Concept #1: Commit to the forks before you commit to the code. The questions that change the design are not the same as the questions that clarify it. Forks are the design decisions where a different answer produces a different system. Close every fork before building anything. Skipping this step doesn’t save time — it just moves the rework to after something exists.

The build loop

Once the forks were locked, the session moved into a rhythm that repeated three or four times: build the smallest slice, ship it, ask what breaks, rebuild. Never more than one thing at a time. Never more than was needed to answer the next question.

The first slice was the store itself — four files, a directory, a lock. The second was the session skill — the check-in/check-out ritual that made the store useful. The third was the routing table — the mechanism for assigning tasks to specific models. The fourth was the plugin wrapper — the thing that made all of it installable.

At each step, the question wasn’t “what should we add?” It was “what does this break, and is that the break we want?”

Concept #2: Build to find the next question, not to build a system. Every slice you ship is an instrument for discovering what you don’t know yet. If you’re not learning something from each slice, the slices are too large. The goal of each build step isn’t to make progress — it’s to surface the next constraint.

The stress test that changed the architecture

After the session skill was working, I asked the model to stress-test it: find the scenarios where the protocol would fail in practice. What came back was a list of six failure modes — none of which had been visible before the thing existed to break.

The most important one was model trust. The protocol assumed that each agent’s “done” mark was reliable — that if an agent marked a task complete, the next agent could trust that and move on. The stress test surfaced the obvious problem: what if the model got it wrong? What if “done” in the store didn’t match “done” in reality?

The fix was small — a ratification step, where a fresh agent proposes rather than asserts when overriding a prior decision — but it changed the protocol’s trust model. Without the stress test, that assumption would have stayed invisible until it broke in production.

Concept #3: Stress-test before shipping, not after something breaks. The best time to find the failure modes is when the system is small enough to change. Ask the model to try to break the thing you just built. Ask it to find the scenarios where the protocol doesn’t hold, the assumptions that might not survive contact with reality, the edge cases you didn’t think of. The answers are free. The consequences of skipping this step are not.

What transferred

The context manager works.
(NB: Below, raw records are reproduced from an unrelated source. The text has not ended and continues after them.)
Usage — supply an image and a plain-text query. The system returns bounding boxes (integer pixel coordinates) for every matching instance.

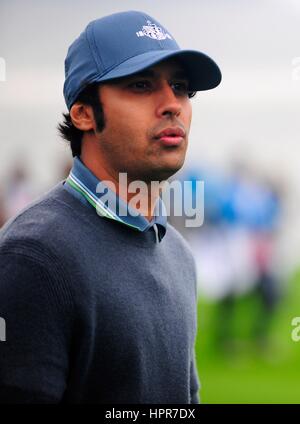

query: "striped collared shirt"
[64,156,167,242]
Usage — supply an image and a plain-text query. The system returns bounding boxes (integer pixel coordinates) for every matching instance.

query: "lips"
[155,127,185,146]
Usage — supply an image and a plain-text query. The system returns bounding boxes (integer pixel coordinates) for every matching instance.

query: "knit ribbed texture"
[0,183,199,404]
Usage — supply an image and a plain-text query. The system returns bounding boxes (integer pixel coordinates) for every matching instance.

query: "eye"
[128,80,152,93]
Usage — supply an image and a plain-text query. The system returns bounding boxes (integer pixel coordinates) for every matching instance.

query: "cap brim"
[91,50,222,91]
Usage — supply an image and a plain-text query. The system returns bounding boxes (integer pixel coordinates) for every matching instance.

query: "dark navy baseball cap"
[64,11,222,109]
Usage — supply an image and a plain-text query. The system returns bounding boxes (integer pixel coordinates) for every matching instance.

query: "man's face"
[97,61,192,182]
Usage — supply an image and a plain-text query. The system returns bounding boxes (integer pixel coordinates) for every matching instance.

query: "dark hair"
[57,83,105,157]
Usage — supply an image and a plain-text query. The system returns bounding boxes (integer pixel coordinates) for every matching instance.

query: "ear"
[70,102,95,131]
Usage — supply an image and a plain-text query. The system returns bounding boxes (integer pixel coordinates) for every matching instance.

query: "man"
[0,12,221,404]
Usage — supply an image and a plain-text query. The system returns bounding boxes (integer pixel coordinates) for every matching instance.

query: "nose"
[156,82,182,118]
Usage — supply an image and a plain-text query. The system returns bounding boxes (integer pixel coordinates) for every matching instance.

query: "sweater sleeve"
[0,251,72,403]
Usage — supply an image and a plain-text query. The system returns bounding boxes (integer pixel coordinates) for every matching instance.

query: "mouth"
[154,127,185,146]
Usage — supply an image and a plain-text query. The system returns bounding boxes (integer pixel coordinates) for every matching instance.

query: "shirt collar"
[64,156,167,241]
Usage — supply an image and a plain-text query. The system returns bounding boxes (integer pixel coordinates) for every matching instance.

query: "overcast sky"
[0,0,300,182]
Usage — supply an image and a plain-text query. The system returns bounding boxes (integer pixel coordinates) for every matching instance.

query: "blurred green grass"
[196,272,300,404]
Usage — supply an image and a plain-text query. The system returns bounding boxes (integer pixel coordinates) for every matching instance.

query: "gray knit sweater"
[0,183,199,404]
But the session produced something more durable than the tool: a repeatable build method that doesn’t require knowing what you’re building before you start.

The method has four moves, in order:

  1. State the hunch, not the plan. Give the model the vague idea, not a spec. The vaguer the input, the more exposed the forks.
  2. Ask to be grilled, not helped. Explicitly request questions, blind spots, conflicts. Don’t let the model rush to build — make it interrogate first.
  3. Build the smallest slice. Not the MVP. The smallest thing that makes the next question answerable.
  4. Ask what breaks. After each slice, run the stress test. Let the answer reshape the next slice.

None of these steps require expertise in what you’re building. They require willingness to not know yet — and a model that’s been told to push back instead of agree.